Docteur Di Maria, quand a commencé votre amour pour l’art ?

«Je suis baignée dans l'art depuis ma petite enfance. Mon père était un grand expert, critique et peintre, et il partageait avec moi son amour de l'art. Elle m'a raconté la vie de grands artistes, m'apprenant dans son atelier, comme on le faisait autrefois, les techniques des grands peintres, me faisant tomber amoureux d'elle et du dessin, ce dernier étant ma plus grande passion. J'ai commencé à dessiner quand j'avais cinq ans. Depuis toute petite, j'ai toujours été fasciné, notamment par la technique et la manière de dessiner de Léonard de Vinci."

Que représente l’art dans votre vie ?

« De manière générale, l'art est un moyen de transmettre et d'immortaliser l'histoire. Cela représente pour moi un partage d'émotions animé par l'esprit du peintre. Cela peut aussi se traduire par la recherche d’un chemin vers le bien, c’est-à-dire le désir de toucher le divin. En cela, je pense à des peintres comme Léonard de Vinci et Raffaello Sanzio. »

Dessin de Léonard
Détail du visage de Sainte Anne, Léonard de Vinci

Elle est l’une des plus grandes expertes mondiales de Léonard de Vinci. Laquelle des caractéristiques de ce génie italien vous a particulièrement intrigué ?
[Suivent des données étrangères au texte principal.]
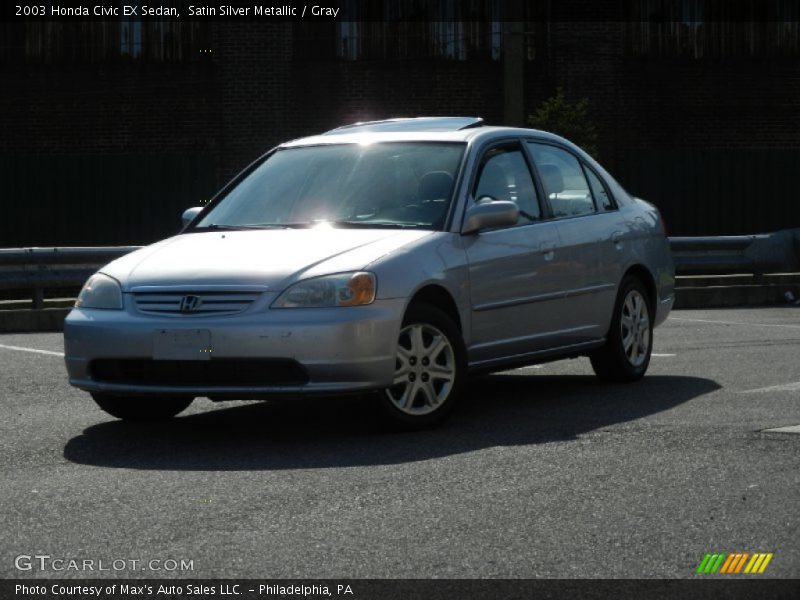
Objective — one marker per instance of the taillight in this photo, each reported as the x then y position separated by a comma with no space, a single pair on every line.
663,222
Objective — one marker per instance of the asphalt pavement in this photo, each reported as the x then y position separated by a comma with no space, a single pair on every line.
542,472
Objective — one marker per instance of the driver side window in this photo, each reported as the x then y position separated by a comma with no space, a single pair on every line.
504,175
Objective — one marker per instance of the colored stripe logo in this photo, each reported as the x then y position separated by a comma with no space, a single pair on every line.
734,563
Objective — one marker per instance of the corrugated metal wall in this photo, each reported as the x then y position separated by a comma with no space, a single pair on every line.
99,200
717,192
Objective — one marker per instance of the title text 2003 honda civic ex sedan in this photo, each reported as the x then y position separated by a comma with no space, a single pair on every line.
392,257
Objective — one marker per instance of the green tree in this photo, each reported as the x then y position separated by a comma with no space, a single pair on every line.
568,119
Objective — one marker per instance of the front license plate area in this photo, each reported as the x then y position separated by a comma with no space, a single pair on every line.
182,344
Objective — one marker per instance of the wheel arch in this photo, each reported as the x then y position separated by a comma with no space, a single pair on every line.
438,296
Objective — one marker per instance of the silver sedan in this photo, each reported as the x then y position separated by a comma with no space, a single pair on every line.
392,258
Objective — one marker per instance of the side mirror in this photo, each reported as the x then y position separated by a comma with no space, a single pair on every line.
189,214
488,213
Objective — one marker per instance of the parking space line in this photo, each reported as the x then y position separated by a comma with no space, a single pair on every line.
21,349
785,387
735,323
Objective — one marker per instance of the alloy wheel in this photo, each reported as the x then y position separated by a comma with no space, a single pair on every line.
425,370
635,328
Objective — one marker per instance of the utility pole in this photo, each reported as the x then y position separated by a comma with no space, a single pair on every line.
513,63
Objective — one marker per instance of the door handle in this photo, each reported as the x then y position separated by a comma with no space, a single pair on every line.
547,249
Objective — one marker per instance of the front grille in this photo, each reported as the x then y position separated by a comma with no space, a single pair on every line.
193,304
216,372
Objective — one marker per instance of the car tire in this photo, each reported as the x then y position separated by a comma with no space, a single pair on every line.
430,369
629,343
141,409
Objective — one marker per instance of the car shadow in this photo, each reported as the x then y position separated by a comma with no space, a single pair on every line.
498,410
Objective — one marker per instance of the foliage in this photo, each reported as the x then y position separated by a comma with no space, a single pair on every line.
568,119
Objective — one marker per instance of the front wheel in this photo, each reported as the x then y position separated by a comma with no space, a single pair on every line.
430,363
626,353
141,409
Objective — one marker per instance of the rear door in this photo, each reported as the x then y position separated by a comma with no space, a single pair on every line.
590,240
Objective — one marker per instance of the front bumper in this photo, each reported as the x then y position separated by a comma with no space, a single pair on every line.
340,349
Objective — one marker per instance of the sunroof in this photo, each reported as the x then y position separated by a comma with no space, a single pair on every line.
413,124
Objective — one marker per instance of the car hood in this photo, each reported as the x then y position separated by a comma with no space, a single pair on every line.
267,259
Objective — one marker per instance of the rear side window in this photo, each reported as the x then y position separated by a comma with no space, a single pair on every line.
563,180
601,197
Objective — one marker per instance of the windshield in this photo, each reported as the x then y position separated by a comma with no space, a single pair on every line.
395,184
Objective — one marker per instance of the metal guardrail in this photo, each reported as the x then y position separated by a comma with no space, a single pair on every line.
737,254
35,270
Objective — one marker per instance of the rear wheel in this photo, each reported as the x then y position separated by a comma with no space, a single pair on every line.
430,362
626,353
141,409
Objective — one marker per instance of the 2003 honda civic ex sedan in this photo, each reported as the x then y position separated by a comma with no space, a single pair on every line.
391,257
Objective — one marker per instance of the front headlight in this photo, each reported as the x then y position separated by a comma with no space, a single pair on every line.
342,289
101,291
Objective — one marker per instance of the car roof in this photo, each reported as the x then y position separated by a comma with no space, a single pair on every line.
425,129
411,124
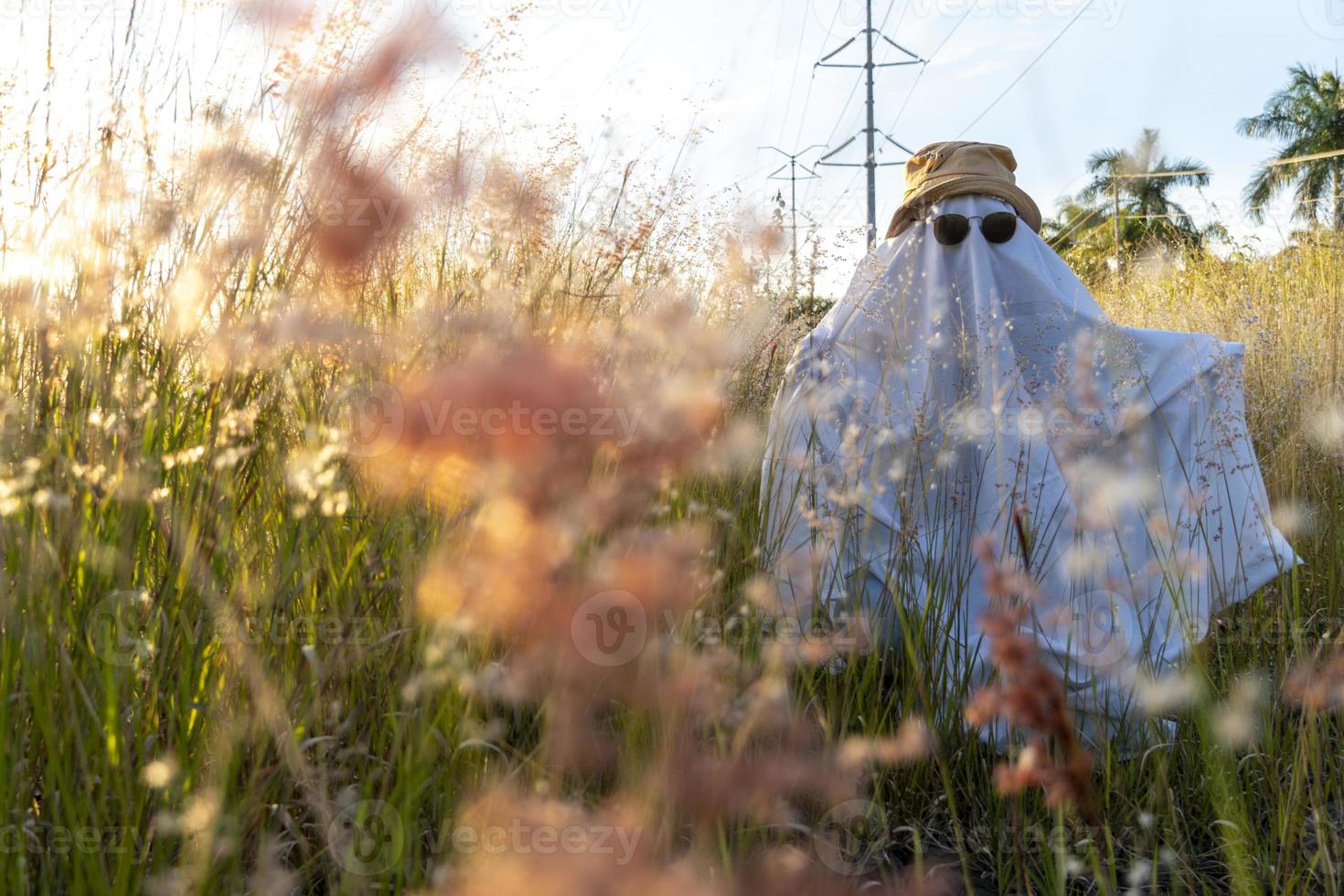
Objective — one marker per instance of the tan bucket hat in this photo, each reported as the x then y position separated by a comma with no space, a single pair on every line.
961,168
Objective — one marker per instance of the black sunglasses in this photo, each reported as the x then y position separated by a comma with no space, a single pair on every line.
952,229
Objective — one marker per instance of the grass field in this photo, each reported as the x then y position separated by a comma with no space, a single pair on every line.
256,641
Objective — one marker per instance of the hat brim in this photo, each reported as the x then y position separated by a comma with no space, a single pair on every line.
932,192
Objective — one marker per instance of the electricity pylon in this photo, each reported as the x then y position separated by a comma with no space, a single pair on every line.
871,131
794,197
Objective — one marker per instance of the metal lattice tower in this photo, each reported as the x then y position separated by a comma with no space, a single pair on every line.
871,132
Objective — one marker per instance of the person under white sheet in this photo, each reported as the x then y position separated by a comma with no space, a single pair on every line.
968,377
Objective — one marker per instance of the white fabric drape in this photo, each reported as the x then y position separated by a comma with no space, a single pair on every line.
953,386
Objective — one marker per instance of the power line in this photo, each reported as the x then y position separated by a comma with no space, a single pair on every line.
1040,57
794,197
871,132
925,66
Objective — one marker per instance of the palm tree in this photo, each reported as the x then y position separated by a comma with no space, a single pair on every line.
1308,116
1137,183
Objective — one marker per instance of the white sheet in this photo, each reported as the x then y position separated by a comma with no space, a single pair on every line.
953,384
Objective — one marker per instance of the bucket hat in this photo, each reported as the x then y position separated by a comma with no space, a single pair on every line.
961,168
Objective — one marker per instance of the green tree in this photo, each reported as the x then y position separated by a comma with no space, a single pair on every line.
1140,182
1308,117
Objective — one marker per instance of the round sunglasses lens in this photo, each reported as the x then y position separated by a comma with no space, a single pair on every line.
998,228
951,229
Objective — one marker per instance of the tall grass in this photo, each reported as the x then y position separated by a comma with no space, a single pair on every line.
248,646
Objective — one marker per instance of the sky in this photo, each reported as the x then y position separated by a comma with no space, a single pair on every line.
634,77
745,70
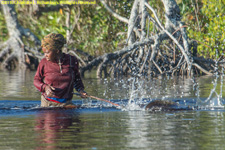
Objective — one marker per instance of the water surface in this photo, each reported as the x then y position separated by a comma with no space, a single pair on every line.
99,125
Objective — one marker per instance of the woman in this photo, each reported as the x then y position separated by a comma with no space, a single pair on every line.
57,73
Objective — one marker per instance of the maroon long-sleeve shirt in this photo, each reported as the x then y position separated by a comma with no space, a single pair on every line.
48,73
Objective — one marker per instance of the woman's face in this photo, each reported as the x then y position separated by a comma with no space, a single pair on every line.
50,55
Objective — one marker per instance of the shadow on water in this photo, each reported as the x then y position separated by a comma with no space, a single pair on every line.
100,125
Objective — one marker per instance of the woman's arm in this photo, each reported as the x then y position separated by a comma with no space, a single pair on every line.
38,78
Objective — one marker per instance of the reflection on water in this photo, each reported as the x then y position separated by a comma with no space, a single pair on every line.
114,130
109,128
54,125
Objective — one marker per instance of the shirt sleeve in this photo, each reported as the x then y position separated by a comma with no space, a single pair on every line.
38,78
78,84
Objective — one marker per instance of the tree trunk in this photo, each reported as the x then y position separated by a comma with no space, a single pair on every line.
13,53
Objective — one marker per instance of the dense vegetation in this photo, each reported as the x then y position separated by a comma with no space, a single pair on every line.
97,32
92,29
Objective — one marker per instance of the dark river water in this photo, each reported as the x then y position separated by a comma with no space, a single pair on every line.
99,125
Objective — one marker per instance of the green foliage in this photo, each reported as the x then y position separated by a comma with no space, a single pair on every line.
3,29
210,30
95,29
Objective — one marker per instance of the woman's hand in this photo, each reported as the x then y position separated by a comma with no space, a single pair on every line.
49,91
83,94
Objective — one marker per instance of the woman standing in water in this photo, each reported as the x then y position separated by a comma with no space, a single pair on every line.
57,73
«Les œuvres de Léonard de Vinci démontrent une combinaison d'art, de philosophie et de science. Il était bien plus que l’auteur de La Joconde. Léonard de Vinci, fervent défenseur du néoplatonisme florentin, accordait une grande importance aux sciences, notamment aux mathématiques. Il croyait qu’ils détenaient la clé pour comprendre la création du monde et de l’univers. L'art était pour lui un moyen de mettre en pratique ses recherches et ses études. Ce qui caractérise ce grand observateur à la curiosité insatiable, c'est l'expérimentation et une grande profondeur d'esprit humaniste guidé par la recherche de l'idéal."

La Gioconda
La Joconde de Léonard, célèbre dans le monde entier

Que se cache-t-il derrière le sourire mystérieux de la Joconde et pourquoi, des siècles plus tard, continue-t-elle d'enchanter le monde ?

« Ce sourire énigmatique et doux qui rayonne jusqu'au charme, incarne le pouvoir de la féminité, d'une mère protectrice qui perpétue la vie. Une sagesse divine émane de ce portrait dans une atmosphère brumeuse qui touche au réel et à l'irréel, c'est-à-dire le lien de la terre et du ciel ou de l'homme avec Dieu. Cette œuvre qui voyage dans le temps réincarne l'esprit de ce peintre où l'âme et la beauté sont immortelles."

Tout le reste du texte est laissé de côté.